Apesar das difíceis condições em que foi elaborada, como aqui o já referiu Francisco Melo, a “Contribuição para o estudo da Questão Agrária” constitui um texto relevante, poderíamos dizer fundacional, de toda a elaboração da estratégia e política do PCP para a agricultura e os agricultores. É certo que é um texto com limitações.

Mas mesmo assim, e particularmente a partir da sua edição no Brasil, na década de sessenta, passou a ser um texto referencial para quem, mesmo académico, quisesse conhecer a sério a situação nos campos de Portugal.

E mesmo com essas limitações, aborda com tal profundidade questões estruturais da realidade agrícola e rural portuguesa e num tempo longo da sua história, que justifica a sua reedição, pela sua valia científica e política.

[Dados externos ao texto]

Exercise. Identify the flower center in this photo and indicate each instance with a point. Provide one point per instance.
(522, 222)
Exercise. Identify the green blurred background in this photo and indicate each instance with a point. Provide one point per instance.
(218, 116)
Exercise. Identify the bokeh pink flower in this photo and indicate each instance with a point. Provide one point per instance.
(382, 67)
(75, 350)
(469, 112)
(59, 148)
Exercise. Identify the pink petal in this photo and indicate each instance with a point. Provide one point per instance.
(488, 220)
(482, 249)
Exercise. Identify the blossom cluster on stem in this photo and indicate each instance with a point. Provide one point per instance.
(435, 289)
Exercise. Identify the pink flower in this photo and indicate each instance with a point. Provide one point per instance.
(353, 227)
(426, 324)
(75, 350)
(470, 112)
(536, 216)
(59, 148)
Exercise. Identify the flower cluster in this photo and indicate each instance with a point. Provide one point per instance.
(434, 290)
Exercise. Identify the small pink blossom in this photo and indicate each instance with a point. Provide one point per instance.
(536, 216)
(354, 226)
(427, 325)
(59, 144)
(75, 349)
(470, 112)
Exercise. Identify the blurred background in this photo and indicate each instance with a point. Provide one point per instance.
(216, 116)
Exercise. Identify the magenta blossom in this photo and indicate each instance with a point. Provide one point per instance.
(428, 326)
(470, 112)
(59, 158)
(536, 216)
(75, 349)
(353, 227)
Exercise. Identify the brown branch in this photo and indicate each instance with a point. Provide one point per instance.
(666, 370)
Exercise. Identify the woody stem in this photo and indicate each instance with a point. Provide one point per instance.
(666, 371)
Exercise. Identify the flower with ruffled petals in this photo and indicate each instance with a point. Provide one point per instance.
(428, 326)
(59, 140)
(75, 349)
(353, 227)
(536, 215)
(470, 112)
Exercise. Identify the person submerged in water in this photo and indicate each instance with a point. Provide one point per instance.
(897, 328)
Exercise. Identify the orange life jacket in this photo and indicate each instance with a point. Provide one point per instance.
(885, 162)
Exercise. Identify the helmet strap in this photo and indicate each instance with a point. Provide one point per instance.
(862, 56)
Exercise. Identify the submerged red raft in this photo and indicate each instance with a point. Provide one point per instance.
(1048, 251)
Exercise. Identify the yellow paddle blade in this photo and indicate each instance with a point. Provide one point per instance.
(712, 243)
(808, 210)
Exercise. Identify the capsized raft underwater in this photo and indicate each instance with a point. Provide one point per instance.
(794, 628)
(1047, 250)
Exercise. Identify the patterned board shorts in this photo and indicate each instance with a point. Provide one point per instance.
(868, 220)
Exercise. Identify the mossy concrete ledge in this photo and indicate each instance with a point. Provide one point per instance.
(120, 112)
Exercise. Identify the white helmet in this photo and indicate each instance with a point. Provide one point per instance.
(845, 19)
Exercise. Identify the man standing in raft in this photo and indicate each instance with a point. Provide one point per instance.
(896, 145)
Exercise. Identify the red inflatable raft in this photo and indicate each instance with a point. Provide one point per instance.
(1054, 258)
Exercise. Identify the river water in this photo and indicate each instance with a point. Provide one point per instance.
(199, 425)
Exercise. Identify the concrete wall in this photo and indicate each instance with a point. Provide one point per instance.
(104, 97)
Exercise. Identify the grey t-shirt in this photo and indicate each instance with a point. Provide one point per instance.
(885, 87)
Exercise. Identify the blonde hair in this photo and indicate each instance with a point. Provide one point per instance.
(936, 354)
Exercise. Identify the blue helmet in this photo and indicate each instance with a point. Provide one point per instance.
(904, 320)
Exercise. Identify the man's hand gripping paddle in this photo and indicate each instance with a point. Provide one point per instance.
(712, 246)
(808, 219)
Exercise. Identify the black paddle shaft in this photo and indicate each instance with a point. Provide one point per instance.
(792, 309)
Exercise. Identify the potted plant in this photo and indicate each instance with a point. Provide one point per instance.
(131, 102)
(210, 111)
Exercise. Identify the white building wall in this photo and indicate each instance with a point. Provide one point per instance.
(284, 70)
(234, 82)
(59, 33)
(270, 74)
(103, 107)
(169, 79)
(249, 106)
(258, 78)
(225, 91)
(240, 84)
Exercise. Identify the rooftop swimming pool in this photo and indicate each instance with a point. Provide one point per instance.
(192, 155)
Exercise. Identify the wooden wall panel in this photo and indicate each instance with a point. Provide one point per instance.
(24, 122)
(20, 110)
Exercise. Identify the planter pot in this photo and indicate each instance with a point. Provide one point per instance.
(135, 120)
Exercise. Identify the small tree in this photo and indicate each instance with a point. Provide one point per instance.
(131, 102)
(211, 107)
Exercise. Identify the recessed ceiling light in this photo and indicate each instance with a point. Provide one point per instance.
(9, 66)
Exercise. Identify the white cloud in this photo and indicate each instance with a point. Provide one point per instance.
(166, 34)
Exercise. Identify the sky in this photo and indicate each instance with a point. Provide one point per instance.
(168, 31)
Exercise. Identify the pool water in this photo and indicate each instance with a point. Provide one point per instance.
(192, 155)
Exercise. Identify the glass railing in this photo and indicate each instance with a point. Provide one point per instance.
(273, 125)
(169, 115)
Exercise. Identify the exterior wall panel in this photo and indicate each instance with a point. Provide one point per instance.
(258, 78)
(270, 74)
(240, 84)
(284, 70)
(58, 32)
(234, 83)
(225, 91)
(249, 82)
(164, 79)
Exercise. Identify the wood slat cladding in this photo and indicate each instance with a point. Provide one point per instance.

No ensaio, Álvaro Cunhal refuta a tese salazarista, de um país de poucos e pobres recursos. À “pobreza natural do país” de que falava Salazar, para justificar a fome e a miséria que atingiam o povo português e particularmente a população trabalhadora dos campos: assalariados e pequenos agricultores, contrapunha Álvaro Cunhal “O poder do homem” num quadro político de liberdade, democracia e justiça social!

E chama em defesa da sua tese o trabalho do povo português. Nele dizia:

“Com métodos rudimentares, apenas à custa de trabalho e da sua imaginação criadora, pôde o povo português transformar, em várias regiões, a fisionomia agrícola de Portugal” e dava exemplos fundamentados de cada uma das regiões do País que negavam tal tese.

Hoje, nos querem vender, de novo, a tese do país pobre, que vive acima das suas possibilidades, para procurarem impor, a cada dia que passa, a cada decisão governamental, novas medidas que visam o empobrecimento e o agravamento da exploração. Hoje, como então, afirmamos que “não há qualquer lei natural, quaisquer razões biológicas ou técnicas, qualquer fraqueza da espécie humana, que forcem a agricultura, [e o país, acrescentamos nós] ao atraso. Apenas factores sociais [e opções políticas] a isso a obrigam.”

Álvaro Cunhal, aplicando a tese marxista, fala-nos das limitações que a propriedade privada levanta ao desenvolvimento técnico e produtivo da agricultura, como consequência das rendas da terra, originadas pelo monopólio da sua propriedade e diferenciais de produtividade.

Uma análise do mundo agrícola e rural, onde o desenvolvimento das forças produtivas – as questões da inovação de tecnologia, a mecanização e a motorização dos campos, o uso da química (adubos, pesticidas, etc.), a formação dos activos, etc. – está sempre articulado, relacionado, com a situação das relações de produção. Isto é, com a situação das relações de dominação e exploração entre os proprietários da terra e os que a trabalhavam. Entre os proprietários da terra, os assalariados rurais, os agricultores, e também de todas estas camadas com o sector industrial que lhes fornecia factores de produção, a banca que fornecia crédito, e o grande comércio que lhes escoava os produtos.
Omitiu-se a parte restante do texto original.